普段は資産運用ビジネスに身を置きながら、週末は競馬に明け暮れる老紳士の説法話であります。

【WBCを振り返って】 スポーツには、国家や偏狭なナショナリズムを超越する力がある‼

2023-03-30 04:14:27 | プロ野球/MLB

 先週、WBCが終了して、日本中が歓喜に湧きました。

 

 

 もちろん、もともとスポーツには、このように国民を熱狂させ、一つに団結させる力がある訳ですが、このスポーツの力を借りて、国威を掲揚したり、ナショナリズムを過度に熱狂させることで、国民を戦場へ駆り立てようとした時代がありました。

 有名なのは、アドルフ・ヒトラーが開催した1936年ベルリンオリンピックや、旧ソ連時代の1980年モスクワオリンピックベルリンオリンピックでは、ゲルマン民族の優秀さをアピールしながら、選手の活躍とともにドイツ国民の偏ったナショナリズムを熱狂的に昇華させることに成功しました。モスクワオリンピックでは、西側諸国のボイコットによって旧ソ連指導者の目論見は外れてしまいましたが、そのお返しに、次の1984年ロサンゼルスオリンピックでは、東側諸国のボイコットによって、アメリカの威信にも傷がつけられました。

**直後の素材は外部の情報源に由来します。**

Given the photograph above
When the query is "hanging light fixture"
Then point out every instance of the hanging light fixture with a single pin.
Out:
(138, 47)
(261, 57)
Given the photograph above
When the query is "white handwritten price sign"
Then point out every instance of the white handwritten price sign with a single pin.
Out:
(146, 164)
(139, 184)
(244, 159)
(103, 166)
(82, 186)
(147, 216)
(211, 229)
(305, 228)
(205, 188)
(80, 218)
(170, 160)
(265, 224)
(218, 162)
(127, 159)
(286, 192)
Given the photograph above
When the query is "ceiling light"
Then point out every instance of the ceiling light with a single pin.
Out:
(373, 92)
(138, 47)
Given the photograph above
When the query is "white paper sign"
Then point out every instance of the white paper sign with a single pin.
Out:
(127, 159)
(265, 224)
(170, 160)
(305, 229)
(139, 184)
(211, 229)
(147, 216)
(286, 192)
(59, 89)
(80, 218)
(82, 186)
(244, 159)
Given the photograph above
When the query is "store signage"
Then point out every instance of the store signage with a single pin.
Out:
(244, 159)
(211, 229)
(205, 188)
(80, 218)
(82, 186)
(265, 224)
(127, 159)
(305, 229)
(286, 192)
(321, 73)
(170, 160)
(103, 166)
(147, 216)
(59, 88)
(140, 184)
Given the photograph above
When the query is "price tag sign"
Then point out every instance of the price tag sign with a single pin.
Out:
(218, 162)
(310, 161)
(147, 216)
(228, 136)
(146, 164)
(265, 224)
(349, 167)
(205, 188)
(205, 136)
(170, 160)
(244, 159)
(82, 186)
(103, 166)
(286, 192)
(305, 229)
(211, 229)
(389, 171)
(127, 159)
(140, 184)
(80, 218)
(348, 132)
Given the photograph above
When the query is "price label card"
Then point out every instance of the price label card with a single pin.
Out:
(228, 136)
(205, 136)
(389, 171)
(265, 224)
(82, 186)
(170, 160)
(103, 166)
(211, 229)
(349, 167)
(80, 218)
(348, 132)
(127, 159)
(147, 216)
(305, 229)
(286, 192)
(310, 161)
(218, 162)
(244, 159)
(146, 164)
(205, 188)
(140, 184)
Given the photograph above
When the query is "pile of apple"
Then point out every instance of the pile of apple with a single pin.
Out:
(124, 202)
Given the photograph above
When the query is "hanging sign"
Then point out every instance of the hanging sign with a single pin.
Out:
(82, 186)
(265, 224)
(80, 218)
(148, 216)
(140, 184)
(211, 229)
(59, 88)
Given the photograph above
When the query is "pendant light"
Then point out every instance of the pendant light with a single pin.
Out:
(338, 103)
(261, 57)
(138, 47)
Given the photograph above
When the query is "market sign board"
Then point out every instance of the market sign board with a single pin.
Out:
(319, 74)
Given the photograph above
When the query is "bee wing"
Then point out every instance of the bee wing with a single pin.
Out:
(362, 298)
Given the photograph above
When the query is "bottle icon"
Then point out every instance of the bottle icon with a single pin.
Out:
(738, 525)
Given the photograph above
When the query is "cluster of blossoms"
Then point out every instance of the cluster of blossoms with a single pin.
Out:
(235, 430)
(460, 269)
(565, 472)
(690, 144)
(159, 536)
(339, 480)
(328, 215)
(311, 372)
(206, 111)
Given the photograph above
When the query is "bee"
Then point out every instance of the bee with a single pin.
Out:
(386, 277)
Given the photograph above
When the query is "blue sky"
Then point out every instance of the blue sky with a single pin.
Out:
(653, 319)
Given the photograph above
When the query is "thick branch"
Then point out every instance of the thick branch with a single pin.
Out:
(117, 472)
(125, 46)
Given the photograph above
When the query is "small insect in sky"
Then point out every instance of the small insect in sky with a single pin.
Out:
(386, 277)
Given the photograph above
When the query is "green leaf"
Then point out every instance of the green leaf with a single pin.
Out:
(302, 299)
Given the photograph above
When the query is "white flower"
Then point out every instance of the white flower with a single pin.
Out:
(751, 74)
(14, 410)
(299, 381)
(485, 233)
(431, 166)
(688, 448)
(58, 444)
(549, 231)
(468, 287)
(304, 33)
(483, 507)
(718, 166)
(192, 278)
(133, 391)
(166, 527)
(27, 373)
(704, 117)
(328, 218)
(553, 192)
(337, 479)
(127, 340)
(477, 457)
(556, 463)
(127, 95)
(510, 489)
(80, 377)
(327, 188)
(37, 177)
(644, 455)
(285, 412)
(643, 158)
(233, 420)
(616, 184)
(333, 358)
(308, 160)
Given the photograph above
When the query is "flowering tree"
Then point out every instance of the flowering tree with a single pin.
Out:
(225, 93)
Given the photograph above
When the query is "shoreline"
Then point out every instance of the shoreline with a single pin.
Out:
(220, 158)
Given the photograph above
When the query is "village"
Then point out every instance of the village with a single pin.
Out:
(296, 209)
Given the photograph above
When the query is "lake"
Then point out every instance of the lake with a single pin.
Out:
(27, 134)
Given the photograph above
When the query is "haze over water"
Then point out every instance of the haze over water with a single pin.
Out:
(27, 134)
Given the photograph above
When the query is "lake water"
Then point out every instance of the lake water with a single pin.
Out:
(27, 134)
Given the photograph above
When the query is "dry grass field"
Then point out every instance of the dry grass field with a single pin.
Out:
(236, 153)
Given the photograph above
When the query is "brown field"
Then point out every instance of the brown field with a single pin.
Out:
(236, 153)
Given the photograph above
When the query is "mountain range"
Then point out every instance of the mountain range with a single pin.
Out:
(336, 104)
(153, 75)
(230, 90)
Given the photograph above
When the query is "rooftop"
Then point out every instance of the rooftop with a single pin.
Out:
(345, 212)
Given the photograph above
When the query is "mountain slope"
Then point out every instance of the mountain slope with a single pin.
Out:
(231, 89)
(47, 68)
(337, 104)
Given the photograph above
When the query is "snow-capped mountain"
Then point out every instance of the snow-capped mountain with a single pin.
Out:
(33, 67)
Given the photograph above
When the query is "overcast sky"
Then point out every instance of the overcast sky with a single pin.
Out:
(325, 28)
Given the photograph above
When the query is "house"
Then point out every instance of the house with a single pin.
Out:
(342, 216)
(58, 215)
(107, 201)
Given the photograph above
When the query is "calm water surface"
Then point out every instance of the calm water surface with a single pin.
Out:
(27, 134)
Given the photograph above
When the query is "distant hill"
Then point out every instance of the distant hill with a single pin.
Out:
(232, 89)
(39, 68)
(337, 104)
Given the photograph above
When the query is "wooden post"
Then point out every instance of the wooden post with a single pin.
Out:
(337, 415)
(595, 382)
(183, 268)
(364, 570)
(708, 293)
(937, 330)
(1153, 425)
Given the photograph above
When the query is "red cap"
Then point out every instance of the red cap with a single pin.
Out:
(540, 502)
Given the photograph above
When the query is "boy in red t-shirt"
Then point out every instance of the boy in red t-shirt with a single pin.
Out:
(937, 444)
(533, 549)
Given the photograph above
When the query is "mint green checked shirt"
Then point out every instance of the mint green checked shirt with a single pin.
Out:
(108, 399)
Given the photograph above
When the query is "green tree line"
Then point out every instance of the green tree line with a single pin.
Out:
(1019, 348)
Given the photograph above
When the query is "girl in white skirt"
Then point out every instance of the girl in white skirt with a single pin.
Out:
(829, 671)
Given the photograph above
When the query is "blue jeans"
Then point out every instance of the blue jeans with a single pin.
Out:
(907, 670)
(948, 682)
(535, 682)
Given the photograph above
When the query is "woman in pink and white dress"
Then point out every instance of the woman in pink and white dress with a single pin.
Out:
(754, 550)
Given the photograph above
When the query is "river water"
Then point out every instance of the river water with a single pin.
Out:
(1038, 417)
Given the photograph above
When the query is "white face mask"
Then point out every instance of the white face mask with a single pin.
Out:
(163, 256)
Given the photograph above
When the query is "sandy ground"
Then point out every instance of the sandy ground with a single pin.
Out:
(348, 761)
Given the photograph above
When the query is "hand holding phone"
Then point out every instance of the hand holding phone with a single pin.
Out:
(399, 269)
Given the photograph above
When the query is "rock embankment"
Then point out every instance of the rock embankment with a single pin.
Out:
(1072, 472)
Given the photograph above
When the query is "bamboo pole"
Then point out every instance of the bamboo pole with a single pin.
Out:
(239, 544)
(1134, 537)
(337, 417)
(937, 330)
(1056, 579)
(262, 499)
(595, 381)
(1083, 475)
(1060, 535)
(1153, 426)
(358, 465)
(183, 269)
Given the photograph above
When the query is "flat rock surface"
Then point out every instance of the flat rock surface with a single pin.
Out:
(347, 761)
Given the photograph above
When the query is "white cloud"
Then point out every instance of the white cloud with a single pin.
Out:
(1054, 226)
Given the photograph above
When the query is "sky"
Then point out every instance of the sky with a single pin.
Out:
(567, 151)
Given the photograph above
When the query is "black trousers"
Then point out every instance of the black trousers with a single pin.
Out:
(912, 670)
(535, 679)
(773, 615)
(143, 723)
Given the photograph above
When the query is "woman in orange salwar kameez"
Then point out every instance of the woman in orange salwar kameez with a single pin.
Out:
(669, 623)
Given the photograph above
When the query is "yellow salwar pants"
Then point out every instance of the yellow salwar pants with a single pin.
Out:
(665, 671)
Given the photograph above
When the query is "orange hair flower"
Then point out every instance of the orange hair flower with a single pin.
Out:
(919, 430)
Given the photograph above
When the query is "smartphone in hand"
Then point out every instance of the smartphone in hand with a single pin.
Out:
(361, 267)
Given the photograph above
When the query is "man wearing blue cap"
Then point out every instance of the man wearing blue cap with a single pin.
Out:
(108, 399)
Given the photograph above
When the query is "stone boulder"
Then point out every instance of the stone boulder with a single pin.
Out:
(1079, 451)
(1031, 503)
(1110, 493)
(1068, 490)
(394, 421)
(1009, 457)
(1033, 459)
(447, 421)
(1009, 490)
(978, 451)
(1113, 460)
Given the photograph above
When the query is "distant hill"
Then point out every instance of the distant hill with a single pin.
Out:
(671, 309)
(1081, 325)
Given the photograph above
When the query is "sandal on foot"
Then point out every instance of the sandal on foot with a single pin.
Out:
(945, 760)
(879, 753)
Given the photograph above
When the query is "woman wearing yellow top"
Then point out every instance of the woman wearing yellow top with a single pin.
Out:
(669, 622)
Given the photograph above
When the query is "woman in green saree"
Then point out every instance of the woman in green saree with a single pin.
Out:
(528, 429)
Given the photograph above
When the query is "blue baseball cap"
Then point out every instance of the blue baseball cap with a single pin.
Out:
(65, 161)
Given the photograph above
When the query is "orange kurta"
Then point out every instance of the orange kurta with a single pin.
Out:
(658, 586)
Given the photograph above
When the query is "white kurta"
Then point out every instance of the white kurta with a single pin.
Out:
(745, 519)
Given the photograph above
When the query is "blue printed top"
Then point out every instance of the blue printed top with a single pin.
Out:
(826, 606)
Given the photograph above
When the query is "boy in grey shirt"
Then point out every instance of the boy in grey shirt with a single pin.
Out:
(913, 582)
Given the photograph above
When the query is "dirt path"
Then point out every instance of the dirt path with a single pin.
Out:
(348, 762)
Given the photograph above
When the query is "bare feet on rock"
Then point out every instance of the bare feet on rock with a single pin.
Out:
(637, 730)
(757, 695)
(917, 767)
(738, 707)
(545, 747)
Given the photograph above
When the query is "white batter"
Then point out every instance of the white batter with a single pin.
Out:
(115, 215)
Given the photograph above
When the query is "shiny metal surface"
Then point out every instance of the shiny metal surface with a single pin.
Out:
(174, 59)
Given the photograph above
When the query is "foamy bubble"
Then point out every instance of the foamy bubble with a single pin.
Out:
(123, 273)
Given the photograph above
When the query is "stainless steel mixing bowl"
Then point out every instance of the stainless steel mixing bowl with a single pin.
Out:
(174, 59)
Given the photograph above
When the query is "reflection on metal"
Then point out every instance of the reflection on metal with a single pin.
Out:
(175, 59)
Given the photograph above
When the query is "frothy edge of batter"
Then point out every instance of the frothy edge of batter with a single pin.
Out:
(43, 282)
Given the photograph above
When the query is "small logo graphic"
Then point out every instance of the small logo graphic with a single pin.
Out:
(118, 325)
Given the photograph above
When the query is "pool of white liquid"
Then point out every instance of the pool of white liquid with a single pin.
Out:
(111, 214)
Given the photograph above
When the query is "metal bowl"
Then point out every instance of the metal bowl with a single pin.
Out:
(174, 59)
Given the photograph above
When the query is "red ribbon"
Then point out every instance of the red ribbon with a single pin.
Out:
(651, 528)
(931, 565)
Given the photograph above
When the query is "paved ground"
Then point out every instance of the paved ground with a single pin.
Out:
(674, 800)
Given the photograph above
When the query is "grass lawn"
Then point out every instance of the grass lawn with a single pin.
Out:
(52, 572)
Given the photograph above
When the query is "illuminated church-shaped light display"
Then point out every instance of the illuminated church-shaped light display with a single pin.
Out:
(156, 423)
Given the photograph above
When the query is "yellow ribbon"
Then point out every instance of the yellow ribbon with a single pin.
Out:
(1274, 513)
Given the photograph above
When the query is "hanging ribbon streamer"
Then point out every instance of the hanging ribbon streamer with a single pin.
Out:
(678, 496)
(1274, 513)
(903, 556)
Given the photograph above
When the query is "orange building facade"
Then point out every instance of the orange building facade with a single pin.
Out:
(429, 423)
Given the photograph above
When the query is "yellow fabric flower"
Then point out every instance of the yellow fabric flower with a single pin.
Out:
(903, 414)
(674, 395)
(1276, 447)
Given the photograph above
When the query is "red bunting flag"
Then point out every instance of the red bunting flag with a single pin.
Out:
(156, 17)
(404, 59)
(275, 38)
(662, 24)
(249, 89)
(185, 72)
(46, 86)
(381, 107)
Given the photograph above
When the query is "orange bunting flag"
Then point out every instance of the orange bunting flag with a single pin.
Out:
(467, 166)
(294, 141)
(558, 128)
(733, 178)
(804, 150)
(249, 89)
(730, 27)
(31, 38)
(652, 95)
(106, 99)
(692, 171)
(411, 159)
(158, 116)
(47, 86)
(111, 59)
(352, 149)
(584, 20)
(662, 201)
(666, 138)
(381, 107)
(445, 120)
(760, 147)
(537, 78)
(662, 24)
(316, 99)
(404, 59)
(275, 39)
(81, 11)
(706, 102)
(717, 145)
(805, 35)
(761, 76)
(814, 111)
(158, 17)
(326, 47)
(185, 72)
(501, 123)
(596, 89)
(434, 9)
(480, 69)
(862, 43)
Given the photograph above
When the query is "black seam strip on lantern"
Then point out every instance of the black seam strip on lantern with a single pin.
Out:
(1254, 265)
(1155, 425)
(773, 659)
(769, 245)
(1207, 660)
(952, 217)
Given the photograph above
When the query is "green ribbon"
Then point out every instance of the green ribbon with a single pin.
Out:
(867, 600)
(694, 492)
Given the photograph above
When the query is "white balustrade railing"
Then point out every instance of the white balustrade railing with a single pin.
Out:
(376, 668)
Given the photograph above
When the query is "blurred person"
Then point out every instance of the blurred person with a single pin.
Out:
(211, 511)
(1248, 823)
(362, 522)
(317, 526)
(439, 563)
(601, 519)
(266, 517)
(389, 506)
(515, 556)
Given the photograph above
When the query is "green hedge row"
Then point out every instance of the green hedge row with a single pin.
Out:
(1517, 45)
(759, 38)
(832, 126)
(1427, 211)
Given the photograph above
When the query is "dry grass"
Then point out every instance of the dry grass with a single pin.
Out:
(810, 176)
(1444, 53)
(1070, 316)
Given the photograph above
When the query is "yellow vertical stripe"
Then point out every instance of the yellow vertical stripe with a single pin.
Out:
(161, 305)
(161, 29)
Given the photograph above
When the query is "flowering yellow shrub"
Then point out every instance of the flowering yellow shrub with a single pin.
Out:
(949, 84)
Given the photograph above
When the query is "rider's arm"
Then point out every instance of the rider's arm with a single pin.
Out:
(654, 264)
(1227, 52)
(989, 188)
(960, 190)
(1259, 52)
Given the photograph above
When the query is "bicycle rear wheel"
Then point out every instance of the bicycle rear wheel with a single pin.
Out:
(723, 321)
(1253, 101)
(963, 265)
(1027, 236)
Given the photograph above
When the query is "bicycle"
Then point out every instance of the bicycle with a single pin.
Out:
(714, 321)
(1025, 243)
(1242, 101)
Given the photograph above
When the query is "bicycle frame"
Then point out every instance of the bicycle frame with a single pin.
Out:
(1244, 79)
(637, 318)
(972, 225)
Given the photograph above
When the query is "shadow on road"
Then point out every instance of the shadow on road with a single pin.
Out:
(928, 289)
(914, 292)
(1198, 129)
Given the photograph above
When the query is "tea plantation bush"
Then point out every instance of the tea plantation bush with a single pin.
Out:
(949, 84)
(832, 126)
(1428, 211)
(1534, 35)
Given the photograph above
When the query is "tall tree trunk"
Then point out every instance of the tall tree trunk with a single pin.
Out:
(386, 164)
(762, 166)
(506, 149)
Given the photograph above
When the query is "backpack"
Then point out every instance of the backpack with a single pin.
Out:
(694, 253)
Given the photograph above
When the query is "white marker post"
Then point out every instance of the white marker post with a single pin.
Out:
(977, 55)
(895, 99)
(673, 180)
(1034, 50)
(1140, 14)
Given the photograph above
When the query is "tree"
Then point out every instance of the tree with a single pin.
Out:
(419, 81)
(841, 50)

 サッカーの世界でも同様であり、南米選手権などでは、今でも、国と国の戦争と同様に位置づけられていて、試合でミスをした選手自身や家族が、自国民のテロの対象になることも珍しくありません。かつて、南米の軍事政権などがサッカーを利用して、市民を戦いに駆り立てた影響が根強く残っているのです。

 

 ところが、今回のWBCでは、日本チームに、オランダ系アメリカ人と日本人のハーフのヌートバー選手が加わったように、チームは国籍で決まるのではなく、選手が自分の信じるアイデンティティによって所属チームを選べる仕組みになっておりました。イタリアチームの監督が、イタリア系アメリカ人のピヤッツァ氏が引き受けたように、イギリスチームも、オーストラリアチームも、ベネズエラも、キューバも皆同様でありました。

 さまざまな理由で、母国を飛び出して、場合によっては亡命までした選手たちが、それぞれの心の中にあるアイデンティティにより、自分が所属すべきチームを選択できる仕組みです。だからこそ、ここには偏狭なナショナリズムは存在せず、ただただ、野球を愛する気持ちと、対戦相手をリスペクトできるハートが自然に芽生えるのだと思います。

 

 この仕組みのオリジナルは、ラグビーの国際試合にあるようです。ラグビーのナショナルチームは、国籍に関係なく、選手が自らの信じるアイデンティティによって、選択できる仕組みになっています。もともとは、世界中に点在した大英帝国の植民地に赴任した英国人とその末裔が、その地域でラグビーを広めたことから、ラグビーの国際試合では、イギリス国籍のままであっても、それぞれの地域の代表を選択できるように、柔軟なルールにしたことが始まり。

 それが20世紀、21世紀と発展していって、今のように、自らが自由にチームを選べる仕組みになりました。その結果、各ナショナルチームには、多様な人種・民族の選手たちが一つなって団結して、それぞれが至高のスーパープレイを見せてくれる極めてダイナミックな国際スポーツに発展しました。

 そこには、偏狭なナショナリズムが無いばかりか、国という概念すら超越した空間が広がります。差別も偏見もなく、多様性を認め合う人類の理想がそこには存在します。

 今年の秋には、ラグビーワールドカップ2023 フランス大会が待っています。WBCに続いて、またスポーツが持つ「国家や偏狭なナショナリズムを超越する力」を見ることができます。今から大変楽しみであります。